SEC EDGAR Full-Text Search API: An Engineer's Guide for 2026
Disclaimer: This article is for informational and educational purposes only and is not financial, legal, or investment advice. The author is a software engineer who builds financial data aggregators, not a registered investment advisor, broker-dealer, CFA, or CFP. Consult a licensed financial advisor before making investment decisions. SEC filings can contain forward-looking statements that may not reflect current company conditions.
Why I Started Querying EDGAR Programmatically
Building FinanceTrackDaily on top of the SEC's EDGAR system meant aggregating filings from more than 3,400 US-listed stocks, and the part that surprised me first was not the volume but the structure. Most retail investors I have shown the platform to think EDGAR is just a search box on sec.gov. From an engineering perspective, EDGAR is closer to a layered API surface: a metadata index, a full-text search endpoint, a per-CIK submissions feed, and a static archive of filing documents. Knowing which surface to query for which question has saved me hours of wasted aggregation work.
This guide is the article I wish I had read when I first started writing the EDGAR ingestion job. It walks through what the SEC EDGAR Full-Text Search API actually returns, how it differs from the per-company submissions endpoint, the rate limits that will trip you up, and the educational use cases retail investors can run themselves without paying for a Bloomberg terminal. It is not a list of stocks to buy. It is a builder's view of a public data source.
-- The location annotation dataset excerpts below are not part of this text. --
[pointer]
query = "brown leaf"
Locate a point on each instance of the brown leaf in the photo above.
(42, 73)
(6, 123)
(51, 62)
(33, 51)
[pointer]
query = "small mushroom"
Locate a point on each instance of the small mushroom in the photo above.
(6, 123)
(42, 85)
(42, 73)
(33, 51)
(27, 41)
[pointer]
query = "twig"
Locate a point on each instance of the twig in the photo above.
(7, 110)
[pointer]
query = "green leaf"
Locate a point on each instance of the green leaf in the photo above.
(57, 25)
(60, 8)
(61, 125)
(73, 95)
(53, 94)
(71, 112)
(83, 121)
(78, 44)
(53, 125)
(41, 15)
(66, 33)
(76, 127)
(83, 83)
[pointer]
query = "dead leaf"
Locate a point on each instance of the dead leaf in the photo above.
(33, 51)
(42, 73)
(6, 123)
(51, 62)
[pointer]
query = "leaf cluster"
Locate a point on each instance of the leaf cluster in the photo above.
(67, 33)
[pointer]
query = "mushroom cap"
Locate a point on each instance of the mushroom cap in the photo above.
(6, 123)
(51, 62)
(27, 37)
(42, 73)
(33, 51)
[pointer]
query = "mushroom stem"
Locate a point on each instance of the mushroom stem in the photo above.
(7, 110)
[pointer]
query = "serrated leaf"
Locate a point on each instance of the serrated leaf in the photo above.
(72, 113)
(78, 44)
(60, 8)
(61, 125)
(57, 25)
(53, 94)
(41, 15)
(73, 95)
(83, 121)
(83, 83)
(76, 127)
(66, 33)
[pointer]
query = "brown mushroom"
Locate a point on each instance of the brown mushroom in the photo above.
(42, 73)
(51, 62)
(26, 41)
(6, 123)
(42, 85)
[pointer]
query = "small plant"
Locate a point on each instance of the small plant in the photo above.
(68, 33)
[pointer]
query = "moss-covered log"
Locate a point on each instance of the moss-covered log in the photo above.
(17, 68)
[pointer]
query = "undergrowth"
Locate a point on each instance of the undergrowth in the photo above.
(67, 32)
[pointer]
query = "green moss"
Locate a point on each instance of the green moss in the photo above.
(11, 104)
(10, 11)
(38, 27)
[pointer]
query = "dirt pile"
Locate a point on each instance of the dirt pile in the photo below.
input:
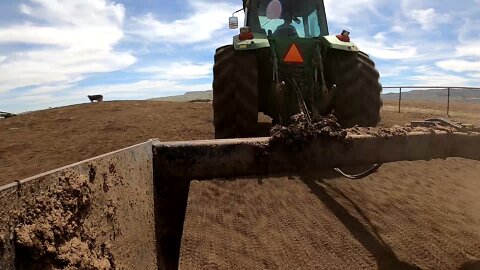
(300, 132)
(51, 235)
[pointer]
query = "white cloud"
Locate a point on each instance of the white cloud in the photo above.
(179, 71)
(387, 51)
(77, 39)
(428, 18)
(468, 49)
(427, 75)
(459, 65)
(341, 12)
(203, 25)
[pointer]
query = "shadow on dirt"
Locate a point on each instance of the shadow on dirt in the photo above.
(363, 230)
(263, 129)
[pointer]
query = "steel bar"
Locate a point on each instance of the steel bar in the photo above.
(229, 158)
(400, 101)
(448, 102)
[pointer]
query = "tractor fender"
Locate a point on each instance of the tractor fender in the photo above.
(334, 43)
(259, 41)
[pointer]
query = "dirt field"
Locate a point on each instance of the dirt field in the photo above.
(408, 215)
(37, 142)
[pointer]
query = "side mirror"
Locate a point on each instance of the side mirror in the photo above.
(274, 10)
(233, 22)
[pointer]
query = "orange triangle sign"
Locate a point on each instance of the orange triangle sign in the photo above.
(293, 55)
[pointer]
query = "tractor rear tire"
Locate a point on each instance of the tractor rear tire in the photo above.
(223, 93)
(357, 100)
(235, 93)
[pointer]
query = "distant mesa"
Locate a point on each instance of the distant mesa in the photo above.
(440, 95)
(193, 96)
(456, 95)
(4, 115)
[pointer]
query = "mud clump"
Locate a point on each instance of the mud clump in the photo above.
(50, 232)
(301, 132)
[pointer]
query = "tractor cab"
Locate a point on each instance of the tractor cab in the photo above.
(284, 62)
(287, 18)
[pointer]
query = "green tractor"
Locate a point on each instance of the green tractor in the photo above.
(284, 62)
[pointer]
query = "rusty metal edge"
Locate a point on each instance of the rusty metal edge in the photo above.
(17, 183)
What the Full-Text Search API Actually Does
The SEC operates a search service at https://efts.sec.gov/LATEST/search-index?q=..., often called the EDGAR Full-Text Search (EFTS) API. The official user-facing form lives at efts.sec.gov, but the underlying JSON endpoint is what powers the front-end. According to the SEC's own EDGAR API documentation page, the service indexes the full text of filings going back to 2001, with a separate submissions API providing structured metadata for each filer.
What surprised me when I first hit the endpoint: it returns up to 100 hits per request, paginated by a from parameter. The response is a JSON envelope with a hits.hits array, each item carrying the accession number, file date, form type, and a snippet of matched text. There is no rate-limit token in the response header that I could find, but the SEC's fair access policy caps automated traffic at 10 requests per second per IP, and they require a descriptive User-Agent string with contact information. I learned that one the hard way after a blocked IP at 4am.
Three Endpoints That Cover Most Aggregation Needs
- Full-Text Search (
efts.sec.gov/LATEST/search-index) β keyword and phrase queries across filing bodies. Useful when you want to find every 10-K that mentions a specific risk factor phrase. - Submissions (
data.sec.gov/submissions/CIK{10-digit}.json) β structured metadata for one filer: filings list, form type, accession number, primary document. This is the workhorse for building per-company timelines. - Company Facts (
data.sec.gov/api/xbrl/companyfacts/CIK{10-digit}.json) β XBRL-tagged financials, the same data points public companies file in machine-readable form. The companion SEC XBRL engineer guide walks through the tag taxonomy in more detail.
For the FinanceTrackDaily ingestion job, I use submissions for the per-stock feed and full-text search for cross-cutting questions. I rarely use the XBRL company-facts endpoint at ingest time because the volumes are large and the data only changes when a new periodic report is filed.
Engineering Observations from Aggregating 3,400 Tickers
Here are the patterns I noticed after running the ingestion daily for several months. None of these are stock picks. They are observations about how the data behaves.
1. Filing volume is highly seasonal. The 10-Q and 10-K filing windows cluster around fiscal-quarter-end plus 40 to 90 days, depending on filer size. The SEC categorizes filers as large accelerated, accelerated, and non-accelerated, and each tier has different deadlines spelled out in SEC Form 10-K instructions. Large accelerated filers must submit a 10-K within 60 days of fiscal year-end; non-accelerated filers get 90. If your aggregator only ingests once a day, you will see daily filing counts swing from under 50 to well over 800 during peak weeks.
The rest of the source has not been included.